Given Observations: $$ O = \{O_1, \dots, O_T \} $$ Find best corresponding state sequence: $$ Q = \{Q_1, \dots, Q_T \} $$

Preliminary

Let $\delta_t$ be the probability of ending up in $ i $ given previous observations. $$ \begin{aligned} \delta_t(i) &\triangleq \max_{Q_1 \cdots Q_{t-1}} P[Q_1 \cdots Q_{t-1}Q_t = S_i, O_1 \cdots O_t | \lambda] \end{aligned} $$

Here $ \delta_t(i) $ is the best best score along a single path at time $ t $ that ends in sate $ S_i $.

By induction: $$ \begin{aligned} \delta_{t+1}(j) &= \max_{Q_1 \cdots Q_t} P[Q_1 \cdots Q_{t+1} = S_j, O_1 \cdots O_{t+1}| \lambda] \\ &= P[O_{t+1}|Q_{t+1} = S_j, \lambda] \cdot \max_{Q_1 \cdots Q_t} P[Q_{t+1} = S_j | Q_t = S_i, \lambda] \cdot P[Q_1 \cdots Q_{t} = S_i, O_1 \cdots O_{t}| \lambda] \\ &= [\max_{i} \delta_{t}(i) \cdot a_{ij}] \cdot b_{j}(O_{t+1}) \end{aligned} $$

Procedure

($ \psi $ is for memorization, the best state to choose.)

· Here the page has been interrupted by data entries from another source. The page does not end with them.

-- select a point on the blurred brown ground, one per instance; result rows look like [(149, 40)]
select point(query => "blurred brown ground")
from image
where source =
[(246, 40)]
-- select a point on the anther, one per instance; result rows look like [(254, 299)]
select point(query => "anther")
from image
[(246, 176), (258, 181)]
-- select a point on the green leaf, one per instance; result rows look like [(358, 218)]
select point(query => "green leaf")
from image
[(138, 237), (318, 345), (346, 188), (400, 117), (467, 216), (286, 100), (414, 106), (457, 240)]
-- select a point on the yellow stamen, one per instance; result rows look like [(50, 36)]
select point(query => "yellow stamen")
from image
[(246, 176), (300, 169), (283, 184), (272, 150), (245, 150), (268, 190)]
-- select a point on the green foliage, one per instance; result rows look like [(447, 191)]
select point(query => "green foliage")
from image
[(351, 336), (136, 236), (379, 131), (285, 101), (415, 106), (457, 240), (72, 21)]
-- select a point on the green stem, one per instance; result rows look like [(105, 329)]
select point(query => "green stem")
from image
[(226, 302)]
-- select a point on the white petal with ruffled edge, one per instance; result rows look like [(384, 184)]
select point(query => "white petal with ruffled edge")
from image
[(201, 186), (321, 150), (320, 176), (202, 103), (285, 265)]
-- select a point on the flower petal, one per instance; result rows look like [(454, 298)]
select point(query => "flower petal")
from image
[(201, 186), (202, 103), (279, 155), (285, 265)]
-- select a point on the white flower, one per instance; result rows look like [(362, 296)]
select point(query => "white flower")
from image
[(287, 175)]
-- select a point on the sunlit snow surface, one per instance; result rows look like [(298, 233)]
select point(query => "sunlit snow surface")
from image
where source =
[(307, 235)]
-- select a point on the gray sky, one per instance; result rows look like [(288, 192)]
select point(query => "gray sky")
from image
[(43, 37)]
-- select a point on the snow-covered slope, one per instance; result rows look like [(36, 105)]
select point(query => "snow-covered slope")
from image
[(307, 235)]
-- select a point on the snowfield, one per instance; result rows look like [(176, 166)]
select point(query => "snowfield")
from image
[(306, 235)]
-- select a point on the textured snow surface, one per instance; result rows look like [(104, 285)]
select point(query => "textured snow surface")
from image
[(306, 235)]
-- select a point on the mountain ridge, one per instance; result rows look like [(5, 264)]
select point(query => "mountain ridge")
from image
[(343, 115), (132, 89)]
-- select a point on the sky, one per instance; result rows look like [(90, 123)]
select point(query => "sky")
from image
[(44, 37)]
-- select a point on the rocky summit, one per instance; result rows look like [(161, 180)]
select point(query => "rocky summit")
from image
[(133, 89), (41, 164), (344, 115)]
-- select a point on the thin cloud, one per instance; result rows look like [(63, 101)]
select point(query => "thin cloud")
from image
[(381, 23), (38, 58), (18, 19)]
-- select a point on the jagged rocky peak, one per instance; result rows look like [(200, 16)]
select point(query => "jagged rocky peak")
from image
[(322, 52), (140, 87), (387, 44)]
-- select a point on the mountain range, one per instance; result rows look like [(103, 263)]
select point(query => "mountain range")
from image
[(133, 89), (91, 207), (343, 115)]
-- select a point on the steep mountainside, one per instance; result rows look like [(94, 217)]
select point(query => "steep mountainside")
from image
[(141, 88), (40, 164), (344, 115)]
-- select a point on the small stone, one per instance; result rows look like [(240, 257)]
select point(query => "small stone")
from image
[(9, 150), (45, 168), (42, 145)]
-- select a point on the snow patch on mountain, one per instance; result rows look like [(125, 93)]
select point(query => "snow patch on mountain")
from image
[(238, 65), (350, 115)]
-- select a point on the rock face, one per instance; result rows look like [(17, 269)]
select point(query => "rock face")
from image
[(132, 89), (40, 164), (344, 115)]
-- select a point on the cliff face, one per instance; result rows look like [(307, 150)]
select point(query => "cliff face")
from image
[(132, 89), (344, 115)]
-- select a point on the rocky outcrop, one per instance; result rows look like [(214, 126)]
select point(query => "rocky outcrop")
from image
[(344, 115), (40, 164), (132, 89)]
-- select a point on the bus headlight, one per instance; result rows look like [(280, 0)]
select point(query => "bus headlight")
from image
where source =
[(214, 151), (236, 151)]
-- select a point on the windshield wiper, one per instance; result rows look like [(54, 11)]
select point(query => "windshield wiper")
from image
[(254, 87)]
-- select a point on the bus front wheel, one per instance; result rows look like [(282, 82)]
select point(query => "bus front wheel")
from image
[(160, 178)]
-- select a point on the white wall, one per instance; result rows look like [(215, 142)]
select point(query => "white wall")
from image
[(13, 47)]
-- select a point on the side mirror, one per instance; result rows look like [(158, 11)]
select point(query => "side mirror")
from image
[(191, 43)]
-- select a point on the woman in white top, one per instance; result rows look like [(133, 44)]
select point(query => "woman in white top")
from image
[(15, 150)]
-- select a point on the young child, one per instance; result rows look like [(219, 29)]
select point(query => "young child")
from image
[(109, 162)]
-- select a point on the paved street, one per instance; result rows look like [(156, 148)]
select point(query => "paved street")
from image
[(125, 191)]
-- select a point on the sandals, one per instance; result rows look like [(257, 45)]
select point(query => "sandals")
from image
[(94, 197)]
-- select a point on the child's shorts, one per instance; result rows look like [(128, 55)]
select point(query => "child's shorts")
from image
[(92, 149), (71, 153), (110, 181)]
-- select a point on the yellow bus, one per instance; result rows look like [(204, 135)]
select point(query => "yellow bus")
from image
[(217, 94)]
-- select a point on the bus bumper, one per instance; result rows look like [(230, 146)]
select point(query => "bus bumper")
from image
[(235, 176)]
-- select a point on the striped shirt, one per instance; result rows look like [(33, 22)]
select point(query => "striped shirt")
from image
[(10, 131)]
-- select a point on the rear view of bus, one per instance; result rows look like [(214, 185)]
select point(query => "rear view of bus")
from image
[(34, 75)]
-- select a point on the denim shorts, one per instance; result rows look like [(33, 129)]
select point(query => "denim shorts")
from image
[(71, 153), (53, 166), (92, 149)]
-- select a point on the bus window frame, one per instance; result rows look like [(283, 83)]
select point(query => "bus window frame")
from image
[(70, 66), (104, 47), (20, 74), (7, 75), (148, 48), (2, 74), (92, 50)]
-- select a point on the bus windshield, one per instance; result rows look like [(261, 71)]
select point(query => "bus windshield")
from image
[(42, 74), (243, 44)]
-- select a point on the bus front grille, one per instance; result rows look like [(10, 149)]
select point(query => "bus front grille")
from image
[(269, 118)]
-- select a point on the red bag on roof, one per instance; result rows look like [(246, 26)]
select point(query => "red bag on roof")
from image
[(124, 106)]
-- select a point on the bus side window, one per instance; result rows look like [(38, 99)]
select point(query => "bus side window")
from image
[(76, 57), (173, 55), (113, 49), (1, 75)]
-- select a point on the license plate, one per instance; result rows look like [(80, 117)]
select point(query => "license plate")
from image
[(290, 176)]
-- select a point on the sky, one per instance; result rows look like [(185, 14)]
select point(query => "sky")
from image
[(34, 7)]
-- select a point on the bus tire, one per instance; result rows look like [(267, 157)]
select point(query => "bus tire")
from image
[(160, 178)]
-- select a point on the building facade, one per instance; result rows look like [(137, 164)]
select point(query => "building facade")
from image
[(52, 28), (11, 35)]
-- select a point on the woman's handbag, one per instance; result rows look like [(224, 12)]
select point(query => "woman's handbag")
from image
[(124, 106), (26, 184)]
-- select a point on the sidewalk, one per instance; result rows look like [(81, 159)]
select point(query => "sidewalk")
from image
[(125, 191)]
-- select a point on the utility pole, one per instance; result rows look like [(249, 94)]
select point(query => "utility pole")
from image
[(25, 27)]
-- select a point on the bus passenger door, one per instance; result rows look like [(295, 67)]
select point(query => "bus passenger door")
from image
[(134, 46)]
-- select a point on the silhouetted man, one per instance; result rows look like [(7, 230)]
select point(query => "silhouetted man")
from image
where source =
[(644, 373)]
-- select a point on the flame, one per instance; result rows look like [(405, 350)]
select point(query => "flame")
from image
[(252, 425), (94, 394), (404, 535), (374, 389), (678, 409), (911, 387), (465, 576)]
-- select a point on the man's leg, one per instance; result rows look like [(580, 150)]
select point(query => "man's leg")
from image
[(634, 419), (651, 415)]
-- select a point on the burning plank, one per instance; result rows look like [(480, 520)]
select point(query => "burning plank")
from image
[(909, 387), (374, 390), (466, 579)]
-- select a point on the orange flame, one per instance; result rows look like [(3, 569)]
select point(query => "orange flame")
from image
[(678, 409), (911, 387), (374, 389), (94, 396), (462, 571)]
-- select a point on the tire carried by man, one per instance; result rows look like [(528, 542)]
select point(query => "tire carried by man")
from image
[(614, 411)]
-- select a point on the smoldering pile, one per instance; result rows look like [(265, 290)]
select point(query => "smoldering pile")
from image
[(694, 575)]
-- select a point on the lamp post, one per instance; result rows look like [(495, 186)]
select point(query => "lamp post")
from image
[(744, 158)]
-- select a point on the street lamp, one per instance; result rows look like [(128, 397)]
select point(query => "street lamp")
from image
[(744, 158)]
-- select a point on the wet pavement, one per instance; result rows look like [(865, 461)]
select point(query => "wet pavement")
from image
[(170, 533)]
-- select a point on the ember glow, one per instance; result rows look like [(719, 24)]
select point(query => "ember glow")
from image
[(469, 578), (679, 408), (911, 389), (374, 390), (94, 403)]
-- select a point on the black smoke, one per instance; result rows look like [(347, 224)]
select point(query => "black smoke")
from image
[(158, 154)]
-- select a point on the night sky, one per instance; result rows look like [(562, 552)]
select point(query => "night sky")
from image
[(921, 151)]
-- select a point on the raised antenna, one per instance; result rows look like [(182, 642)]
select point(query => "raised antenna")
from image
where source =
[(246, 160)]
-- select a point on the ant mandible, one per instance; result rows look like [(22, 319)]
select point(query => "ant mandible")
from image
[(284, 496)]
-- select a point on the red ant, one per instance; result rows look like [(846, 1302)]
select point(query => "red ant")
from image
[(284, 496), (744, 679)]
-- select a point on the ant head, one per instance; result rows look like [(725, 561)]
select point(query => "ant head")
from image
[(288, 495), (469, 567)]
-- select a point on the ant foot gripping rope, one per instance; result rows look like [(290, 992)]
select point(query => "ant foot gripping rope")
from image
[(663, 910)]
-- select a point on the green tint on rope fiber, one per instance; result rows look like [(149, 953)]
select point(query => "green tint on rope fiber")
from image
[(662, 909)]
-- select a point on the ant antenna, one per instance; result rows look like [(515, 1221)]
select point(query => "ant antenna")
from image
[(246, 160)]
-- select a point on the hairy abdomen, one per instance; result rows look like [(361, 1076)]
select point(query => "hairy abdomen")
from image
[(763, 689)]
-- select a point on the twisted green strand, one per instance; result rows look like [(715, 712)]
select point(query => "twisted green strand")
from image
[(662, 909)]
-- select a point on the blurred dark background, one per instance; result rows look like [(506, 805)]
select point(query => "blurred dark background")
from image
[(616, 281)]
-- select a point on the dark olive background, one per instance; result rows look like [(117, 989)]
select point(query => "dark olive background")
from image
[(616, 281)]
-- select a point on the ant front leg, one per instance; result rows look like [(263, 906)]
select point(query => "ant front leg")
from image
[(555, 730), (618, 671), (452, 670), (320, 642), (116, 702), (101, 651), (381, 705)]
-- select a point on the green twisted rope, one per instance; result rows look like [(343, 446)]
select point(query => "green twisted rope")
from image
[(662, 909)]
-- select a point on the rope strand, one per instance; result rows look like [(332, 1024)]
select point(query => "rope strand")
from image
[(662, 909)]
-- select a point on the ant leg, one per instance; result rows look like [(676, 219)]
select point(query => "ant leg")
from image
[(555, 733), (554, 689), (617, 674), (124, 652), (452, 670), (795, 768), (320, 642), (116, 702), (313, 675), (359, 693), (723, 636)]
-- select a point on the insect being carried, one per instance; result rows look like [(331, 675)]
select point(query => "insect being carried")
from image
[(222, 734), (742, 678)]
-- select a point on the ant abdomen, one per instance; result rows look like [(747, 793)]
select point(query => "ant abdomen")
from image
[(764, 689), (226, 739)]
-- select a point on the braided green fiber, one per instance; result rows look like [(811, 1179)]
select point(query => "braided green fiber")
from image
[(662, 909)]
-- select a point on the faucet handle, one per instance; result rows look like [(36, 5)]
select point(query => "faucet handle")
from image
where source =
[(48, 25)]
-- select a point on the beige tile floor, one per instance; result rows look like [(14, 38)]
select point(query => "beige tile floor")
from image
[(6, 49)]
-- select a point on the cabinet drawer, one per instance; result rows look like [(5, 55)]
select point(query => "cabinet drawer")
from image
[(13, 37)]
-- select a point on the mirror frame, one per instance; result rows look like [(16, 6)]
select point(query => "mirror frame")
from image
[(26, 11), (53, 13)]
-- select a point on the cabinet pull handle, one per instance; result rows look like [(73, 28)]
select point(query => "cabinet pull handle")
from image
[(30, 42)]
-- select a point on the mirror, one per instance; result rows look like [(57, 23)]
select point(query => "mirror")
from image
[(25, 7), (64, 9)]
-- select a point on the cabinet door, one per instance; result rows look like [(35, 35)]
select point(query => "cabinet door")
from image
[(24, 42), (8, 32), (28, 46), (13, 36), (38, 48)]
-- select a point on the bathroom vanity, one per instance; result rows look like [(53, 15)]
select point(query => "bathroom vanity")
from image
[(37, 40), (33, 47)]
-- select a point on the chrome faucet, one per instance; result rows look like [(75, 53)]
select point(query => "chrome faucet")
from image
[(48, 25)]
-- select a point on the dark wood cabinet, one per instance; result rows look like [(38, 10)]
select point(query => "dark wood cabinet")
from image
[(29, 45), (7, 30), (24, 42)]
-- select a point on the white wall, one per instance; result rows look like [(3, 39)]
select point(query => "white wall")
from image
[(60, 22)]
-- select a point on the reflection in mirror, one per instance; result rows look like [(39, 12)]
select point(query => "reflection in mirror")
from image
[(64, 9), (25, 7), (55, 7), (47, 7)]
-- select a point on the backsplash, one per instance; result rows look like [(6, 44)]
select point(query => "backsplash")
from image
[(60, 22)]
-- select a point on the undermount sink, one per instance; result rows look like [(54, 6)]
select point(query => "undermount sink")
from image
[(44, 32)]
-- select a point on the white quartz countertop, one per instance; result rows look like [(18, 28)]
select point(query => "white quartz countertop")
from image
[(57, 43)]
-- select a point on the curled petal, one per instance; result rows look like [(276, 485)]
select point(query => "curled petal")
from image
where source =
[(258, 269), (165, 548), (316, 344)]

Initialization: $$ \begin{aligned} \delta_{1}(i) &= \pi_i \cdot b_{i}(O_1) \\ \psi_1(i) &= 0 \end{aligned} $$
Recursion: $$ \begin{aligned} \delta_{t+1}(j) &= \max_{i} [\delta_{t}(i) \cdot a_{ij}] \cdot b_j(O_{t+1}) \\ \psi_{t+1}(j) &= \arg\max_{i} [\delta_{t}(i) \cdot a_{ij}] \end{aligned} $$
Termination: $$ \begin{aligned} Q_{T}^{*} &= \arg\max_{i} [\delta_{T}(i)] \\ P_{T}^{*} &= \max_{i} [\delta_{T}(i)] \end{aligned} $$
Path Backtracking: $$ \begin{aligned} Q_{t - 1}^{*} = \psi_{t}(Q_{t}^{*}) \end{aligned} $$

Algorithm in Theory

$ \underline{\delta_0} $
$\forall t \in [1, T]$:
- $ \forall j \in [1, N] $:
  - $ \delta_{t}(j) = \max_{i} [\delta_{t-1}(i) \cdot a_{ij}] \cdot b_j(O_{t}) $

Algorithm in Practice

$ \underline{f_0} $
$ \forall t \in [1, T] $
- $ \forall j \in [1, N] $:
  - $ f_t(j) = 0 $
  - $ \forall i \in [1, N] $:
    - $ f_{t}(j) = \max(f_{t-1}(i) \cdot a_{ij}, f_t(j)) $
  - $ f_t(j) = f_t(j) \cdot b_j(O_{t+1}) $

Complexity: $ \Theta(N^2 \cdot T) $. See that forwarding every layer requires $ N^2 $ operations.